SynRXN#

SynRXN: curated reaction benchmarks for reproducible reaction informatics

SynRXN organizes atom mapping, reaction classification, property prediction, reaction rebalancing, and synthesis datasets into a versioned, citable benchmark resource with a lightweight Python API.

Get started Browse datasets API reference

PyPI Scientific Data Zenodo GitHub

Why SynRXN?#

Benchmarking reaction-informatics methods is difficult when datasets, splits, reaction representations, and provenance metadata are scattered across releases or publications.

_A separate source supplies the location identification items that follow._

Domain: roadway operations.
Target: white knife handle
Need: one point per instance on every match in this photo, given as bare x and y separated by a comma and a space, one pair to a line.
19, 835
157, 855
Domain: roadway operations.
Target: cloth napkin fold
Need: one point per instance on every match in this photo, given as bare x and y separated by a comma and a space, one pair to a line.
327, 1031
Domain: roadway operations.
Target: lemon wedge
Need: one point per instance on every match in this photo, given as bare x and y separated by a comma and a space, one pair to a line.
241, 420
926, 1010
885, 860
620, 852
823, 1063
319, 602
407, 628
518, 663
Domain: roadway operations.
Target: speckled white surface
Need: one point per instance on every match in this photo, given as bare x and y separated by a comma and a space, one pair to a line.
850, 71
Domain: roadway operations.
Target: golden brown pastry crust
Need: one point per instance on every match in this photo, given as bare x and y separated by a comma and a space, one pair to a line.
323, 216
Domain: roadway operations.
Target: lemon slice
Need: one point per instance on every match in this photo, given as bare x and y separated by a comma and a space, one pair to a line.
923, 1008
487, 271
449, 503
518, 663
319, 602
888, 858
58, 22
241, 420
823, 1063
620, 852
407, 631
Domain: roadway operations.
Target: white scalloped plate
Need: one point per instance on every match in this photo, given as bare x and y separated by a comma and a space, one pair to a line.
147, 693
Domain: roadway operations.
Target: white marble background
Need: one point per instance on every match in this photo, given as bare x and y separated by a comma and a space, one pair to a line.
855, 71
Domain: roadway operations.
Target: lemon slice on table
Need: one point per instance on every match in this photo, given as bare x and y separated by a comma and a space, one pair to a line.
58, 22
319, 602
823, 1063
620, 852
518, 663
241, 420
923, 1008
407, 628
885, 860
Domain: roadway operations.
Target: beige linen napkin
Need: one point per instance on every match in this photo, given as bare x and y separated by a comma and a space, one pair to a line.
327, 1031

SynRXN solves this by providing a consistent data layout, version-aware access, documented schema conventions, and reproducible splitting utilities.

Curated datasets

Compressed CSV records grouped by benchmark task, with stable columns and source citations.

Version-aware loading

Use archived Zenodo releases, GitHub tags, exact commits, or development snapshots.

Reproducible splits

Create repeated k-fold or train/validation/test partitions with controlled random seeds.

Accessible API

Load datasets as pandas DataFrames and integrate them directly into ML pipelines.

Framework overview#

The SynRXN pipeline separates the data lifecycle into four practical layers:

Curated assets under Data/<task>/<dataset>.csv.gz.
Versioned distribution through Zenodo records, GitHub releases, or exact Git commits.
Reusable utilities for loading, caching, manifest handling, and splitting.
Task-specific evaluation for mapping, classification, property, rebalancing, and synthesis workflows.

Benchmark collections#

RBL Reaction rebalancing

Recover chemically balanced reactions when reactants, products, solvents, catalysts, or auxiliary species are missing.

AAM Atom-to-atom mapping

Evaluate predicted atom correspondences against curated, rule-based, or consensus reference mappings.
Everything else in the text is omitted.